2ª domenica tempo ordinario Gv 1,35-42

 
 

– a cura di Mons. Sergio Salvini –

Invochiamo lo Spirito d’amore –

È il tempo del quotidiano: quello che ci fa celebrare e meravigliarci per il regno simile al lievito nella pasta o al sale della terra. E il regno è una promessa. La promessa è una persona: Gesù di Nazareth. È il tempo in cui i cristiani imparano a stare nel mondo in compagnia del Vangelo… È il tempo della decisione, della scelta. Il Vangelo chiede di essere scelto e annunciato.
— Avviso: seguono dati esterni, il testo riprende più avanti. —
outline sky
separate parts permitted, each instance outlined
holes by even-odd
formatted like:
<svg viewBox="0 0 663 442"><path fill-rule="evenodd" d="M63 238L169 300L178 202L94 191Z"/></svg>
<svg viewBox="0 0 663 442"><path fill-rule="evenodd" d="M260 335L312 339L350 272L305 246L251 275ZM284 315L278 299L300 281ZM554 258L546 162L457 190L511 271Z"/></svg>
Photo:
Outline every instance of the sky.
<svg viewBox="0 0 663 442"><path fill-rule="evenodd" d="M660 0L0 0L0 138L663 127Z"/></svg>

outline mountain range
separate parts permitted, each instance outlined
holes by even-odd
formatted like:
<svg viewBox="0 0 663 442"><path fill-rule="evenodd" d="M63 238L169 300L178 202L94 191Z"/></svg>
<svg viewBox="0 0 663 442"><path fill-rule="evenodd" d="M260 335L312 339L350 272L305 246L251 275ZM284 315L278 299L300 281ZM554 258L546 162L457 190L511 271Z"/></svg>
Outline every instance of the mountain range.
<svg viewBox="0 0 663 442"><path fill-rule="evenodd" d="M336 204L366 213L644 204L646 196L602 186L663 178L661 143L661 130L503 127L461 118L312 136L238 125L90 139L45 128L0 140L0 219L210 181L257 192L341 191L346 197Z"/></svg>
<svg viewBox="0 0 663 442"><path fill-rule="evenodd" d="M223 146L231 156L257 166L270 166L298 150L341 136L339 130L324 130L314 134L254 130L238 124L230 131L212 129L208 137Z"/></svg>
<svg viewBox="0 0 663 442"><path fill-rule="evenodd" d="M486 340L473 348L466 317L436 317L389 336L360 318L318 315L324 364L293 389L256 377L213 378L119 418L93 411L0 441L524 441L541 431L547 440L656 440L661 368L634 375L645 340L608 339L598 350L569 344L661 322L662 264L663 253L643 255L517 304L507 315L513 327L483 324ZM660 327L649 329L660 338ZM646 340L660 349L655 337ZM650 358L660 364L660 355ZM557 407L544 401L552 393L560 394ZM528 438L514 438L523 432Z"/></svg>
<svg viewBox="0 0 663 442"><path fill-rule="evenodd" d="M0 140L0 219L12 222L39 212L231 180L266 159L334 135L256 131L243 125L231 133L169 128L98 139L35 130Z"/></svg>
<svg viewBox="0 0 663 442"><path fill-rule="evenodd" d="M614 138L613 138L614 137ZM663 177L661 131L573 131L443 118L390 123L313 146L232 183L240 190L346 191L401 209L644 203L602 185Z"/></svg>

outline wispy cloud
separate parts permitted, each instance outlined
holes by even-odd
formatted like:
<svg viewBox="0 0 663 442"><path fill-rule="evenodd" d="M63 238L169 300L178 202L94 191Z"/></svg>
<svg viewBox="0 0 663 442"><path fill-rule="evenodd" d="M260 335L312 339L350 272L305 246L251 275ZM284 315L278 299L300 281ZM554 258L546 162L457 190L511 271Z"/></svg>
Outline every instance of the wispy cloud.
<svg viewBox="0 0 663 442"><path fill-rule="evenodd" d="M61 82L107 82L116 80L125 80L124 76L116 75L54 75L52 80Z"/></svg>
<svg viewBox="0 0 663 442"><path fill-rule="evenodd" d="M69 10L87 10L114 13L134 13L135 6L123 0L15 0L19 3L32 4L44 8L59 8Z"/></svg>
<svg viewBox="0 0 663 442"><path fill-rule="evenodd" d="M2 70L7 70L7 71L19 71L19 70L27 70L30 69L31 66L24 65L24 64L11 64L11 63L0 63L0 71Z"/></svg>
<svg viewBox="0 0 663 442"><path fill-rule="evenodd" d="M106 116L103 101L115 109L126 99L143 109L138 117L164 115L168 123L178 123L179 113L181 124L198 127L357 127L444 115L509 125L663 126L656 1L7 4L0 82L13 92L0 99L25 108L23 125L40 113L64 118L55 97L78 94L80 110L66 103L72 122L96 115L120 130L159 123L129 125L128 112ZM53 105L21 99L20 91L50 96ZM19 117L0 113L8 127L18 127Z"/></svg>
Gesù chiede di essere seguito e la forza della verità sta nella sua parola e nel suo agire.
Il tempo ordinario è il tempo in cui impariamo i passi della fede, è il tempo del pellegrinaggio: anche noi, come Gesù e i discepoli, dobbiamo metterci in viaggio verso Gerusalemme. Scopriremo che la Pasqua sta alle spalle e davanti al nostro pellegrinare: fonte e culmine. In questa domenica ci introduce ancora Giovanni Battista che fissa lo sguardo su Gesù ed esclama: «Ecco l’Agnello di Dio, ecco colui che toglie il peccato del mondo», qualificando così il Signore l’Agnello, vittima sacrificale per i nostri peccati.
Gesù è il vero agnello che si immola per il riscatto degli uomini e anche le parole del precursore sottolineano la portata di remissione dai peccati: «colui che toglie il peccato del mondo». Il «toglie» potrebbe anche intendersi come “si addossa, si fa carico”,  e pertanto espia nella propria carne il peccato dell’umanità. In altre parole Cristo, Agnello di Dio, non soltanto sulla croce toglie il peccato dell’umanità, ma lo toglie nel senso che ne sopporta, in vece nostra, tutte le pene; e il suo sangue è il prezzo del nostro riscatto. L’agnello è forse il più debole e indifeso degli animali. Un agnello, quando viene aggredito, non ha strumenti né possibilità di difesa: pertanto la figura di Gesù Agnello è ancora più significativa, poiché sottolinea come un Dio grande e onnipotente abbia scelto di adottare tanta mansuetudine per il bene dell’umanità.
Predicava San Carlo Borromeo in duomo a Milano nel lontano 1572: «Giovanni, il precursore, vedendo Gesù disse: “Ecco l’Agnello di Dio, ecco colui che toglie il peccato del mondo”. Quella meravigliosa prefigurazione ci ha insegnato che l’Agnello pasquale non poteva essere totalmente mangiato con i denti della contemplazione, ma doveva essere completamente bruciato nel fuoco dell’amore». Prosegue San Carlo: «Dio ha sempre così tanto amato gli uomini da pensare al modo di risollevarli quando essi erano appena caduti; e perché non si nutrissero dello stesso cibo destinato agli animali – contemplate l’infinita carità di Dio! – ha dato Se stesso in cibo all’uomo».
Questo è l’Agnello di Dio, questo è Dio, Parola divenuta carne.
San Paolo ci insegna che tutti siamo chiamati ad essere santi. La santità consiste nel lasciarsi guidare dallo Spirito, che forma in noi l’immagine del Figlio di Dio. Non è  vera una religione quando è rivolta solo a se stessi. È vera, solo se è rivolta a Dio e ai fratelli. La certezza della fede cristiana c’è quando ci apriamo alla comunione. Essere santi è testimoniare con la vita il sacrificio dell’Agnello facendo, come Lui, la volontà del Padre. Essere santi è essere luce. La redenzione è presente quando celebriamo l’Eucaristia, «tutte le volte che celebriamo questo sacrificio, si rende presente la nostra redenzione» (offertorio). Chiediamo lo Spirito di amore affinché viviamo uniti nell’amore a coloro che si alimentano con lo stesso pane.